Better Options Await For Affordable Housing

November 16, 2013

By Mike Scerbo

A land exchange with the Forest Service or invoking the Townsite Act would get Tusayan needed land without devastating the environmentally fragile areas adjacent to the Grand Canyon.

Stilo obtained lucrative zoning that would create three million square feet of commercial space. Now Stilo wants a blank check on its development. Stilo is in default of an agreement with the Town of Tusayan for failing to deliver land it had promised for affordable housing and failure to identify a water supply. Instead of apologizing, Stilo is holding the land hostage by demanding they get vested zoning, which would rob this Town Council, or any Town Council, the ability to have any major input as to how the land is developed. It’s rarely if ever done in Arizona because it’s wrong.

The Town of Tusayan does not have to sell its soul for a few acres of land.

As we reported earlier the Thurston family is offering to facilitate a land exchange with the Forest Service in order to help the Town obtain needed acreage for affordable housing.
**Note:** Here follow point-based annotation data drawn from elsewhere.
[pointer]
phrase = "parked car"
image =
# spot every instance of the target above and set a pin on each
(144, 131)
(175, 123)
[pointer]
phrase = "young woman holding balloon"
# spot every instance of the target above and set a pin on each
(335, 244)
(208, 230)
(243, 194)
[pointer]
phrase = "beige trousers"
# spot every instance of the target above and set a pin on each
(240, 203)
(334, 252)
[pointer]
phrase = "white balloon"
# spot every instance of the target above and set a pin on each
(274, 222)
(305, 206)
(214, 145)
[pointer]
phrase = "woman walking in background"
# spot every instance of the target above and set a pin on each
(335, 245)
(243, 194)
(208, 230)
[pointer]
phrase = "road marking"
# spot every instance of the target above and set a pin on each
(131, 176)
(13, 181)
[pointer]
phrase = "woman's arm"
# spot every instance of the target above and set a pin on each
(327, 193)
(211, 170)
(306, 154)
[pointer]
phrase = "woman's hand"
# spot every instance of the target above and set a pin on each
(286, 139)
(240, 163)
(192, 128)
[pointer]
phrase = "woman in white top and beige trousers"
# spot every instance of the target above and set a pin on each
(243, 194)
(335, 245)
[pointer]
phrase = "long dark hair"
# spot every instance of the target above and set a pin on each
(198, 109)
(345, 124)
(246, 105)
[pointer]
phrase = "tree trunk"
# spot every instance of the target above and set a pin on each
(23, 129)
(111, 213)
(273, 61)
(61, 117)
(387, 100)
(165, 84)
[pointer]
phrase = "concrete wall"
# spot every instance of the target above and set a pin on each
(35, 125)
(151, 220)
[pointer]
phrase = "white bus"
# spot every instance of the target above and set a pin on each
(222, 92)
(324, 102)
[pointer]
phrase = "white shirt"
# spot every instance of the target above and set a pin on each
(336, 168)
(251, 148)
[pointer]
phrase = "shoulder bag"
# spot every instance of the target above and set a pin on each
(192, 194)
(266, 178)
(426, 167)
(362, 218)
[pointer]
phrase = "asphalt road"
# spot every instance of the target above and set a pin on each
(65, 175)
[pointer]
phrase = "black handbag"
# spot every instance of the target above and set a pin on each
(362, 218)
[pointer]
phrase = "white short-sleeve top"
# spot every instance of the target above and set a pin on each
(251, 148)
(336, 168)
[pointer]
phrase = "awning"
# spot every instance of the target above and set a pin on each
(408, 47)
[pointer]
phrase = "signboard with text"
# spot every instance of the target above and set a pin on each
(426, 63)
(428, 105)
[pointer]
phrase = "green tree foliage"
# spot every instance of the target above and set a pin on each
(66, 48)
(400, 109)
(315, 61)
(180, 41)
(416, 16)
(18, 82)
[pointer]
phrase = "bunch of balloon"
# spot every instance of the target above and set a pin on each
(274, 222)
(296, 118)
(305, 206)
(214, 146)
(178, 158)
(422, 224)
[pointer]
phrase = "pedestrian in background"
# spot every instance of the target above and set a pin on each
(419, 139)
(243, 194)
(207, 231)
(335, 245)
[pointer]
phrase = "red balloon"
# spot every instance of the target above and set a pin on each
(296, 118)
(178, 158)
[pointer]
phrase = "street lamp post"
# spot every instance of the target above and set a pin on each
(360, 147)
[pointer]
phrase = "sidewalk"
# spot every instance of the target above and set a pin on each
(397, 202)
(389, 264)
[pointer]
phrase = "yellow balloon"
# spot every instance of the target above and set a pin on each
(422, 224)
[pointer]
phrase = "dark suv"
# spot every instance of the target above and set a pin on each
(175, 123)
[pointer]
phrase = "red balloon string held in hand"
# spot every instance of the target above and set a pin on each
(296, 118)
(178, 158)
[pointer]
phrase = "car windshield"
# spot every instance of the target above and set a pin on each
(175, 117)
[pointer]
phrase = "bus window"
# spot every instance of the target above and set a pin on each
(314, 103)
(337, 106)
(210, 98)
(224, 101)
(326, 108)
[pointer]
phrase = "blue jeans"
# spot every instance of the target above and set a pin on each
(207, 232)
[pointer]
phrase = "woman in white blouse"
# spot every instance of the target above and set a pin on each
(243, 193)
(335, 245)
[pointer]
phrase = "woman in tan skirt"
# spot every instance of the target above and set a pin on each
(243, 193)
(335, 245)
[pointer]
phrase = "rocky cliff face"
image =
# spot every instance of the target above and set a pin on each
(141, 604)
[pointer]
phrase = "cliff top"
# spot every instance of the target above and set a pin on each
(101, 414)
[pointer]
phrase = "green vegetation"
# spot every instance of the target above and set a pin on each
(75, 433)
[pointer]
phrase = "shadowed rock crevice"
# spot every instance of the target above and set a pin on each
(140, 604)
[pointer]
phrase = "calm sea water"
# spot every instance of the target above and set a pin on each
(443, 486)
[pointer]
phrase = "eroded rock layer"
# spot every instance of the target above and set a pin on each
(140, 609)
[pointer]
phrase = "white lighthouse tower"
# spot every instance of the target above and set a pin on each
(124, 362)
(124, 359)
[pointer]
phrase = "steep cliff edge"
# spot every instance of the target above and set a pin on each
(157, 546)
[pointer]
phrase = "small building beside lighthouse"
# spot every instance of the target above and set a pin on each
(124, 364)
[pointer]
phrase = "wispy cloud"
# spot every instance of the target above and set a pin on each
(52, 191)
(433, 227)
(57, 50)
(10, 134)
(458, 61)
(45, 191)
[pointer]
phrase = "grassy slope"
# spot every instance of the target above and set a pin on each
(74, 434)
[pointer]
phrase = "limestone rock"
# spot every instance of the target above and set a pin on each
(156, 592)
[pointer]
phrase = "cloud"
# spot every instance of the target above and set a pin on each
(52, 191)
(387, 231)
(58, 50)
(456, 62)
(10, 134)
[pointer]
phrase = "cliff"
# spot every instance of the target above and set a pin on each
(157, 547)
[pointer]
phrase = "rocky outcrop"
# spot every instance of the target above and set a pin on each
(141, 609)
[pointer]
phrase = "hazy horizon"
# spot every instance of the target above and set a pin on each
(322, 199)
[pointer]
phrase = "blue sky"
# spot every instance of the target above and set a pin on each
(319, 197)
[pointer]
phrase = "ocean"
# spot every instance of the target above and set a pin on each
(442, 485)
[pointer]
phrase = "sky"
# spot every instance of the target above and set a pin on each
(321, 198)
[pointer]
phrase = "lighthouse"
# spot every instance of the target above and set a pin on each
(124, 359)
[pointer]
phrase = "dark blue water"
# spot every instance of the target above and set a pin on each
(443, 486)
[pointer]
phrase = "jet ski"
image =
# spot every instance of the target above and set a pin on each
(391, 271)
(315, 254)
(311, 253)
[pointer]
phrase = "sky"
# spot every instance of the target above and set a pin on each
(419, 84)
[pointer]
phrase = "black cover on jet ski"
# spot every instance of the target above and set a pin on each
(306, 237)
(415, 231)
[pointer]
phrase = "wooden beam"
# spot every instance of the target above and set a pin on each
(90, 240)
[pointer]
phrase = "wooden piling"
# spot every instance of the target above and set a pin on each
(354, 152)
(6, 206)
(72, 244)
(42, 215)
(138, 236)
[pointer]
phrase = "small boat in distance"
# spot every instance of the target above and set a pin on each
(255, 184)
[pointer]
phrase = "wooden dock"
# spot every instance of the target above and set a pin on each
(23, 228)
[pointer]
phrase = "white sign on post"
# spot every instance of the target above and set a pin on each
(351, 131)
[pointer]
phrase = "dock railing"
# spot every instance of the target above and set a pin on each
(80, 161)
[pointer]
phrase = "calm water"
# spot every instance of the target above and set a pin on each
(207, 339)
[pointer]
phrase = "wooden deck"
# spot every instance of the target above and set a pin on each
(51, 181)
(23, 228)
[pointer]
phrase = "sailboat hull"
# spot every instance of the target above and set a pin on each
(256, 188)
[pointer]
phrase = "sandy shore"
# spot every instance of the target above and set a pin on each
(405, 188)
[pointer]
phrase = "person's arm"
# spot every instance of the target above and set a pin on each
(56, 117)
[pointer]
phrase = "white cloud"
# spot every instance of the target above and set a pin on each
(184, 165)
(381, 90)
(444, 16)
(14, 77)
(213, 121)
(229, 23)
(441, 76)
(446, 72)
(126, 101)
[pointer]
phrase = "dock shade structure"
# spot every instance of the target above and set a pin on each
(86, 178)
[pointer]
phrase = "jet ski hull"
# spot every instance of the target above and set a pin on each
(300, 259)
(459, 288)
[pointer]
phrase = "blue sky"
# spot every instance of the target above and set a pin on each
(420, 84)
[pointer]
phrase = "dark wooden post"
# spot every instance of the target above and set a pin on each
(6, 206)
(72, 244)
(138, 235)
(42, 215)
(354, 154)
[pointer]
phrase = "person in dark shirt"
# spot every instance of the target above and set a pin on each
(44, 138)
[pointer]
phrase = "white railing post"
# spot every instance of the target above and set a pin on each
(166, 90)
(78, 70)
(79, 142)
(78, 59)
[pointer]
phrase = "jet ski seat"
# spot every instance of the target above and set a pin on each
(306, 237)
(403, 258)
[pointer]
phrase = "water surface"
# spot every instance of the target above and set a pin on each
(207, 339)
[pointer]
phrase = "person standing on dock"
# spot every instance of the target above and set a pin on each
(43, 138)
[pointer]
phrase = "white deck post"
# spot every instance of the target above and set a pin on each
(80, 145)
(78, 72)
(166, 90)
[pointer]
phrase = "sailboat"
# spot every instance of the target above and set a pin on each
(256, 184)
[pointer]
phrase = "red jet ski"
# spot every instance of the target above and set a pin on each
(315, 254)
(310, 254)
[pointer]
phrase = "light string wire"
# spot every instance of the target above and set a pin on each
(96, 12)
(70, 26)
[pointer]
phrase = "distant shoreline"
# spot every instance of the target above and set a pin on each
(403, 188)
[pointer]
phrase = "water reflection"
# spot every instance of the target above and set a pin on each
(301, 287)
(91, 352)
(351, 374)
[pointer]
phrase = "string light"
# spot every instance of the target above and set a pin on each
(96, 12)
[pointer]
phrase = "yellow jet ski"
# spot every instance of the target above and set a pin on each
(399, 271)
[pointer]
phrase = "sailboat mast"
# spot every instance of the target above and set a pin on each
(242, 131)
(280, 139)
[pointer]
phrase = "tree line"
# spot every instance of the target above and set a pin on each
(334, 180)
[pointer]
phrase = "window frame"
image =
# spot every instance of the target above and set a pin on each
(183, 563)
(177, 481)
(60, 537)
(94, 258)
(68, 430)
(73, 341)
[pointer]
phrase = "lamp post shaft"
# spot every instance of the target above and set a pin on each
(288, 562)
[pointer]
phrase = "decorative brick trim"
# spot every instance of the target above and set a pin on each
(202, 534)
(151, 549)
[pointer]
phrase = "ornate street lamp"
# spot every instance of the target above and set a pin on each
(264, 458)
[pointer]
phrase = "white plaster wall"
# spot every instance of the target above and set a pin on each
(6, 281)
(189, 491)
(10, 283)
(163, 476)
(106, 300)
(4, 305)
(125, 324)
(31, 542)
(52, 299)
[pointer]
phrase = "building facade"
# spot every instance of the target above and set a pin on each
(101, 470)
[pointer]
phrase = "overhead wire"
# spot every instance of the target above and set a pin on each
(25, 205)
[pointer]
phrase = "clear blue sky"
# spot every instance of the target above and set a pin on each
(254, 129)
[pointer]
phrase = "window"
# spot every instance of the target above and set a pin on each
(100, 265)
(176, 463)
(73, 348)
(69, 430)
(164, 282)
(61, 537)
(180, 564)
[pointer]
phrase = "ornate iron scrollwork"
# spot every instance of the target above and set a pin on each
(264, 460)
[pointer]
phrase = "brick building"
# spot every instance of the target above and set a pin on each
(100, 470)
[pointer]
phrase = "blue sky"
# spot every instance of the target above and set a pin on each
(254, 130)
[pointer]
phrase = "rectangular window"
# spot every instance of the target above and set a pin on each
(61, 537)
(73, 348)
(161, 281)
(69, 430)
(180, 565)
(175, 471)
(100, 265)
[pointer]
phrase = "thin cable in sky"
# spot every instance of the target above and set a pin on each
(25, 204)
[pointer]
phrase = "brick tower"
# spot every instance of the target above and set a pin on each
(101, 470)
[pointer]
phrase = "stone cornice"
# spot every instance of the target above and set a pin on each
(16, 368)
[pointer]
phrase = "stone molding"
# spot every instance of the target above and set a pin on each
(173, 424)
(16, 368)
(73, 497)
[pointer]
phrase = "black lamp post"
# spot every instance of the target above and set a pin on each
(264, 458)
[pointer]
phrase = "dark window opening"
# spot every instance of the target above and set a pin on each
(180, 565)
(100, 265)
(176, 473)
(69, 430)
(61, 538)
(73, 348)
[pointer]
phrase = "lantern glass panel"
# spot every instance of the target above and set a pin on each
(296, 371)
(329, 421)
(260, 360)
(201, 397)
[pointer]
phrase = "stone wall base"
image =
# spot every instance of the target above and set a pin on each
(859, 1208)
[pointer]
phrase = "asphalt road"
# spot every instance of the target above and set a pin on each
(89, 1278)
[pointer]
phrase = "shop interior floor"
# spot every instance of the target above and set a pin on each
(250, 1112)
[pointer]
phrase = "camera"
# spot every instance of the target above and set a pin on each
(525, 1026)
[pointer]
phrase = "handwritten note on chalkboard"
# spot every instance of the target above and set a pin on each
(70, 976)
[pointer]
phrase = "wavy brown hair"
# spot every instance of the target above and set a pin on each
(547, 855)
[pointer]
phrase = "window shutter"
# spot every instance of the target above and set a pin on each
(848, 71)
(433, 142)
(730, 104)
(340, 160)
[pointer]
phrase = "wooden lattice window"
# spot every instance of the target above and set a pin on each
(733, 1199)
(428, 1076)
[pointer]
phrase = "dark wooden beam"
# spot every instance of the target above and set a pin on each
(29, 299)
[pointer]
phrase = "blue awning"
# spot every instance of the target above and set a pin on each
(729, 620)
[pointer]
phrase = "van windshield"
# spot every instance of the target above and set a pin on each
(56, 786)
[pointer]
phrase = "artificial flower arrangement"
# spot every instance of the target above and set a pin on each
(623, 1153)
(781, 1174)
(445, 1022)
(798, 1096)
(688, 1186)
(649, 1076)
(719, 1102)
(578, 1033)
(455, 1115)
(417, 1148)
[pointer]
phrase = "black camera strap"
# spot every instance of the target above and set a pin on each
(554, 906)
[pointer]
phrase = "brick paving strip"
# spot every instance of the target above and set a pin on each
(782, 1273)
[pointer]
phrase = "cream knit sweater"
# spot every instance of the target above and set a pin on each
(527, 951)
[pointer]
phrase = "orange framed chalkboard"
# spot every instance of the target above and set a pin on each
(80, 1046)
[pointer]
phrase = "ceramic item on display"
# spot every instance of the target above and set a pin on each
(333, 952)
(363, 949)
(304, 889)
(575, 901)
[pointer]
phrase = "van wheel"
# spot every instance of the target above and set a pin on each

Here is a portion of  Clarinda Thurston Vail’s letter to the Council:

“We ask the town to consider a land exchange with the Kaibab FS for housing property adjacent to Tusayan. My family has over 1,500 acres surrounded or adjacent to the Kaibab National Forest Service and other entities have inholdings as well. One particular 160 acre parcel, we believe the FS would really want and we are willing to discuss the options with the town."

Vail has also asked the Town Council to consider invoking the Townsite act. Basically, the Town may petition the Forest Service and could very well obtain up to 640 acres. In April of 2010, Tusayan’s then Town Attorney researched the matter.  Here’s what he wrote:
“A state or municipal government can acquire land from the National Forest System upon a favorable decision by the Secretary of Agriculture “that transfer of such land would serve indigenous community objectives that outweigh the public objectives and values which would be served by maintaining such tract in Federal ownership.” 

Either plan would open the door to land for affordable housing. They would do so without Stilo and its broken promises.